Wednesday, December 7, 2016

Best Word Ever!

In Honor of this being my last Honor's Blog Posting I found the most absolutely fabulous word:
Honorificabilitudinitatibus 

which is pronounced as /anɛrɛɪfɪkɛˈbɪlɪtjuɪnætɪbɛs/.

Shakespeare used this word in his play "Love's Labour's Lost"

“O, they have lived long on the alms-basket of words. I marvel thy master hath not eaten thee for a word; for thou art not so long by the head as honorificabilitudinitatibus: thou art easier swallowed than a flap-dragon.” 

Shakespear did not create the word, it first appears — in the Latin form honōrificābilitūdo in the 1187 and then takes in the Italian form honōrificābilis in the late 1300's.
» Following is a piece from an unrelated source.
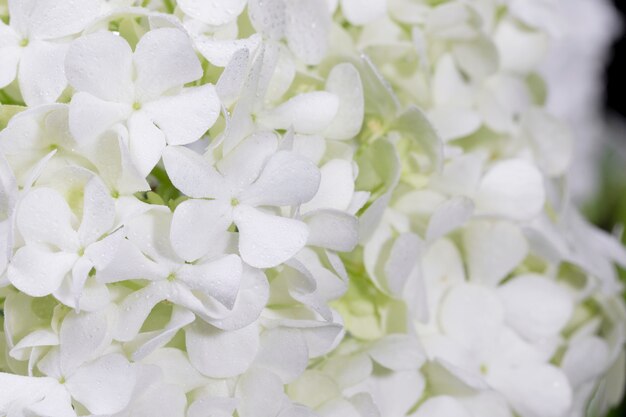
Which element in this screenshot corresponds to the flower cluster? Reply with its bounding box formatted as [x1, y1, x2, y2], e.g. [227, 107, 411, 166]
[0, 0, 626, 417]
Both words mean honorable. 

Shakespeare is not the only late great to use this little gem, James Joyce used it in his novel "Ulysses" 

"Like John o'Gaunt his name is dear to him, as dear as the coat and crest he toadied for, on a bend sable a spear or steeled argent, honorificabilitudinitatibus, dearer than his glory of greatest shakescene in the country."

More recently the U.S. News & World Report, in 1993, used the original form of the word when addressing a debate going on in the world of Scrabble:

"Honorificabilitudinity and the requirements of Scrabble fans dictated that the New Shorter Oxford English Dictionary's makers be open-minded enough to include dweeb (a boringly conventional person), droob (an unprepossessing or contemptible person, esp. a man), and droog (a member of a gang: a young ruffian)."


By far the greatest fact about Honorificabilitudinitatibus is that it is the longest word that alternates constants and vowels from beginning to end.